Ezen ulusun işçileri için ise, görevler, bütünüyle sadece genel ilkeler bakımından enternasyonalizmin savunulması olarak şekillenmez. Aynı devlette ezen ulusa mensup işçiler olarak, ulusal baskıya karşı somut, güncel, tutarlı bir mücadele yürütme görevi ile karşı karşıyadırlar. Bu, iki ulustan işçi sınıfının birliği açısından da son derece önemlidir. Ezilen ulus üzerindeki her türlü şiddetin, zulmün durdurulması, buna karşı pratik mücadele, ezilen ulusun zorla devlet sınırları içerisinde tutulmasına karşı kararlı bir tutum, işçi sınıfının birliği, karşılıklı güvenin gelişmesi açısında tayin edici öneme sahiptir. İşçi sınıfının politik temsilcileri, yani tutarlı sosyalistler, ulusların kendi kaderini tayin hakkını –ayrılma hakkı dahil, ulusun kendi yaşantısını özgürce düzenleme hakkı– kayıtsız şartsız savunmak zorundadırlar.
ULUSLARIN KENDİ KADERİNİ TAYİN HAKKI
Kendi kaderini tayin hakkı, bir ulusun kendi yaşamı ve geleceği üzerine sadece kendisinin karar verme hakkına sahip olduğu anlamına gelir. Ulus, ayrılıp, ayrı devlet kurabilir, özerk bir yapı ya da federatif bir ilişki içine girmek isteyebilir. Bütün bunlar, bir ulusun özgürce kendisinin karar verebileceği işlerdir. Bütün uluslar eşit haklara sahiptirler ve ulus olmaları, kendi kaderleri üzerinde tam bir egemenlik hakkına sahip oldukları anlamına gelir.
Ezen ulusun işçilerinin en ileri kesimleri eğer sosyalist bilince sahipse, bu durum; ulusal kurtuluşun, ulusal baskıya karşı mücadelenin, ezilen ulusun işçileri ile birlikte ortak sosyal kurtuluşa doğru genişlemesinin koşulları bulunuyor anlamına gelir. Ezen ulusun işçileri ulusal baskıya karşı amansız bir mücadele yürütür ve ezilen ulustan sınıf kardeşlerinin işlerini kolaylaştırırsa, ortak gelecek için mücadelenin önü sonuna kadar açılır, ezilen ulustan işçilerin ulusal hareketteki etki ve etkinliklerinin önü daha fazla açılır. Ezen ulusun işçileri eğer sosyalist bilince sahipseler, her durumda, ezilen ulusun haklarını savunurlar, onlara karşı kendi egemen sınıflarının yönelttiği asimilasyon ve terör politikalarına karşı en önde mücadele ederler, kendi kaderini tayin hakkını kayıtsız şartsız desteklerler.

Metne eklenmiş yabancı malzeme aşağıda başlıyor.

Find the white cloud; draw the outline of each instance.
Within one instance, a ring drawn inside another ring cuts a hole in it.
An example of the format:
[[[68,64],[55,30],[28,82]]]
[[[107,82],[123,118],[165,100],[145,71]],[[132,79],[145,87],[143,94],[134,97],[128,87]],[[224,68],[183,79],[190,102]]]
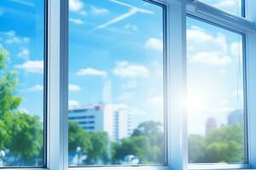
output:
[[[3,10],[2,10],[2,9],[0,8],[0,16],[1,16],[2,14],[3,14]]]
[[[73,22],[73,23],[78,24],[78,25],[84,24],[84,21],[81,19],[69,18],[68,20],[69,20],[69,22]]]
[[[69,0],[69,10],[78,12],[84,6],[81,0]]]
[[[10,30],[10,31],[9,31],[4,32],[4,34],[7,35],[7,36],[13,37],[13,36],[15,36],[16,33],[15,33],[15,31]]]
[[[125,100],[125,99],[129,99],[132,97],[133,93],[132,92],[125,92],[119,96],[119,99],[120,100]]]
[[[38,91],[43,91],[44,90],[44,86],[37,84],[30,88],[28,88],[28,91],[30,92],[38,92]]]
[[[230,57],[223,55],[223,54],[215,51],[201,51],[198,52],[194,55],[190,55],[189,61],[192,63],[209,64],[224,65],[232,62]]]
[[[73,92],[78,92],[81,90],[81,87],[77,84],[68,84],[68,90]]]
[[[18,57],[27,60],[30,54],[29,48],[22,48],[20,51],[18,53]]]
[[[113,70],[116,76],[128,78],[147,77],[149,71],[142,65],[131,65],[127,61],[116,62],[116,66]]]
[[[132,31],[137,31],[137,26],[134,25],[134,24],[126,24],[125,26],[125,29],[130,29],[130,30],[132,30]]]
[[[81,10],[81,11],[79,12],[79,14],[80,14],[81,15],[84,15],[84,16],[87,15],[86,11],[84,11],[84,10]]]
[[[242,97],[243,96],[243,90],[242,89],[236,89],[233,91],[233,96],[236,97]]]
[[[162,51],[163,41],[157,38],[151,37],[145,42],[145,47],[149,49]]]
[[[109,13],[109,11],[107,8],[90,6],[90,10],[95,14],[106,14]]]
[[[123,6],[125,6],[125,7],[129,7],[130,8],[130,10],[125,13],[125,14],[120,14],[119,16],[116,17],[116,18],[113,18],[113,20],[102,24],[102,25],[100,25],[98,26],[97,27],[96,27],[95,29],[93,29],[91,31],[94,31],[96,30],[98,30],[98,29],[102,29],[102,28],[105,28],[107,26],[109,26],[113,24],[115,24],[117,22],[119,22],[123,20],[125,20],[137,13],[143,13],[143,14],[154,14],[154,12],[152,11],[149,11],[149,10],[147,10],[147,9],[144,9],[144,8],[139,8],[137,7],[135,7],[135,6],[132,6],[131,4],[128,4],[128,3],[122,3],[122,2],[119,2],[119,1],[117,1],[117,0],[109,0],[110,2],[112,3],[115,3],[117,4],[119,4],[119,5],[123,5]]]
[[[26,42],[29,41],[28,37],[18,37],[16,36],[16,32],[13,30],[4,32],[5,35],[9,36],[9,37],[5,41],[5,43],[7,44],[12,44],[12,43],[24,43]]]
[[[10,0],[10,1],[17,3],[21,3],[23,5],[30,6],[30,7],[35,7],[35,3],[31,3],[29,1],[23,1],[23,0]]]
[[[137,85],[137,81],[135,80],[131,80],[131,81],[128,81],[125,83],[121,85],[121,88],[123,89],[131,89],[131,88],[135,88]]]
[[[216,7],[221,8],[234,8],[238,4],[238,7],[241,6],[241,0],[220,0],[217,3],[213,4]]]
[[[234,56],[241,56],[242,55],[242,43],[241,42],[235,42],[230,45],[230,51]]]
[[[27,60],[22,65],[16,65],[15,66],[18,69],[24,69],[27,72],[43,73],[44,61],[43,60]]]
[[[77,72],[78,76],[107,76],[107,72],[104,71],[99,71],[93,68],[81,69]]]
[[[80,104],[79,101],[76,100],[68,100],[68,109],[78,109],[80,107]]]
[[[188,47],[194,48],[202,46],[204,48],[216,48],[216,50],[221,50],[224,53],[227,51],[227,42],[225,35],[218,33],[213,36],[207,32],[204,29],[198,26],[191,26],[187,30],[187,41]]]
[[[153,98],[149,98],[148,99],[148,104],[149,105],[155,105],[155,106],[158,106],[158,107],[163,107],[163,105],[164,105],[164,99],[163,99],[163,97],[161,96],[155,96],[155,97],[153,97]]]

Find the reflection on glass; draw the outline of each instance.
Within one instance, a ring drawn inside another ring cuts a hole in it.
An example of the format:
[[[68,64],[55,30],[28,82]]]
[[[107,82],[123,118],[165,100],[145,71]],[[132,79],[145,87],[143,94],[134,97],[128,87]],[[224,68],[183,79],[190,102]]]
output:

Kendi kaderini tayin hakkı, her somut durumda farklı biçimlere bürünebilir, çözüm farklılaşabilir. Örneğin Marx, 19. Yüzyılın ortalarında, Rus Polonya’sının ayrılmasından yana tavır almıştı ve o günün koşulları dikkate alındığında, bu tutum doğruydu. Çarlık Rusya’sı, gericiliğin merkezlerinden birisiydi ve geri bir kültür ileri bir kültürü baskı altında tutuyordu. 19. Yüzyılın sonunda ise, Polonyalı Marksistler, Polonya’nın ayrılmasına artık karşı olduklarını ilan ettiler. Çünkü Rusya’da büyük değişiklikler gündeme gelmiş, iki ülke ekonomik ve politik olarak birbirine yaklaşmış, Rus işçi hareketi, işçilerin ortak davası güçlenmişti. (agy)

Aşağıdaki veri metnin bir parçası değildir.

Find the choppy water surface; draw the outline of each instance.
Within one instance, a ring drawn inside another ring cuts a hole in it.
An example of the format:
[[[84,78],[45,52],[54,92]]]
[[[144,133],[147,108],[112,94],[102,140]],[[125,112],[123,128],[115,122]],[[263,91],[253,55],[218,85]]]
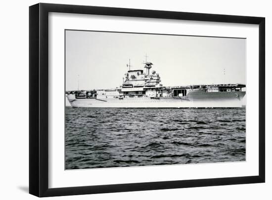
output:
[[[245,109],[66,107],[66,168],[245,160]]]

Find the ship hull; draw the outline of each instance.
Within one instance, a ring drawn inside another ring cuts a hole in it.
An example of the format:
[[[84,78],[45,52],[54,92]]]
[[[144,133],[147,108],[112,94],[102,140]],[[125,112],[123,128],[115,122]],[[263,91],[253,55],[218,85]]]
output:
[[[197,91],[184,97],[126,97],[103,99],[75,99],[67,96],[73,107],[185,108],[241,107],[245,92],[206,93]]]

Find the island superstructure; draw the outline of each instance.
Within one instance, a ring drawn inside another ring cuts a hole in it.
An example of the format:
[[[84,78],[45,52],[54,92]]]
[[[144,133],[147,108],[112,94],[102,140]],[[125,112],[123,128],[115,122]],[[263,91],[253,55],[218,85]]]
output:
[[[240,107],[245,95],[241,84],[163,86],[153,63],[144,70],[129,69],[121,86],[113,89],[66,91],[74,107]]]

Marx, 1848’de ise, Çeklerin ulusal hareketine karşı çıkmıştı. Çünkü o dönemde Avrupa devrimler yaşıyor, uluslar, bu devrimler karşısındaki tutumları ile “ilerici, demokratik” ve “gericiler ya da tutucular” olarak tanımlanıyor, Çarlık Rusya’sı, gericiliği besleyen en büyük düşman olarak görülüyordu. Çeklerin “ulusal” hareketi ise, bu genel duruma ters düşüyor, gericiliği güçlendiriyordu.

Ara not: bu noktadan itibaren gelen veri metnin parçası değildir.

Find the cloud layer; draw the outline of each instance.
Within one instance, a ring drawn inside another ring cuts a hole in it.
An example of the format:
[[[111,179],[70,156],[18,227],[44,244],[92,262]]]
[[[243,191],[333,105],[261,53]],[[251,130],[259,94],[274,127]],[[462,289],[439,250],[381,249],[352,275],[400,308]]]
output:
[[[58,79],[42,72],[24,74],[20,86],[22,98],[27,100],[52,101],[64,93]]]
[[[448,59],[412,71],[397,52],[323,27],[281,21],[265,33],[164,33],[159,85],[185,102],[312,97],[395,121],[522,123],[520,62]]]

Ulusal sorunun çözümü açısından, Marx’ın İrlanda’nın kurtuluşuna ilişkin tutumu da oldukça öğreticidir. Marx, İrlanda’nın, ezilen ulusun –yani İrlandalıların– ulusal hareketleriyle değil, ezen ulusun işçi hareketiyle kurtulacağını öngörüyordu. Ancak İngiliz işçi sınıfı, uzun süre liberallerin etkisi altında kaldı. Bütün bu gelişmeyi gören Marx, 10 Aralık 1869’da, Enternasyonal Konseyi’nde okunacak raporunda, “İrlanda ile bugünkü ilişkilere son vermek, İngiliz işçi sınıfının doğrudan doğruya ve mutlak çıkarı gereğidir… İrlanda kurtulamadığı sürece İngiliz işçi sınıfı, hiçbir zaman herhangi bir başarı gösteremeyecektir… İngiltere’de İngiliz gericiliğinin kökleri… İrlanda’nın boyunduruk altında tutulmasındadır.” (Aktaran Lenin, UKKTH) demektedir. İrlanda’nın kurtuluşu, yeter ki, İngiliz işçi sınıfı tarafından desteklenen, İrlanda halkının kitlesel hareketiyle devrimci yoldan gerçekleşsin.
Lenin, İrlanda’nın kurtuluş hareketi konusunda, daha sonra şu yorumu yapmaktadır: “Olaylar başka türlü gelişti, İrlanda halkı olsun, İngiliz proletaryası olsun, yeteri kadar güçlü olmadıklarını gösterdiler.” (agy) Tutarlı bir proleter siyaset izlemenin, Marx’ın yukarıda özetlenen görüşünün dışında bir yolu bulunmamaktadır. Sosyalistler için ulusal sorun “mutlak bir şey” değildir. Onlar, işçi sınıfı hareketinin bu sorunu kökten çözeceği üzerine politikalarını geliştirmektedirler. Ancak kurtuluş için örgütlenmiş bir ulus ve onun hareketi varsa, sosyalistlerin bu soruna ilgisiz kalmaları, egemen burjuva düşüncelere prim vermeleri beklenmemelidir. Sosyalistler somut durumu tahlil etmekte, işçi sınıfının ve halkın çıkarlarının o dönemde hangi tutuma yönelmesi gerektiğini belirlemektedirler.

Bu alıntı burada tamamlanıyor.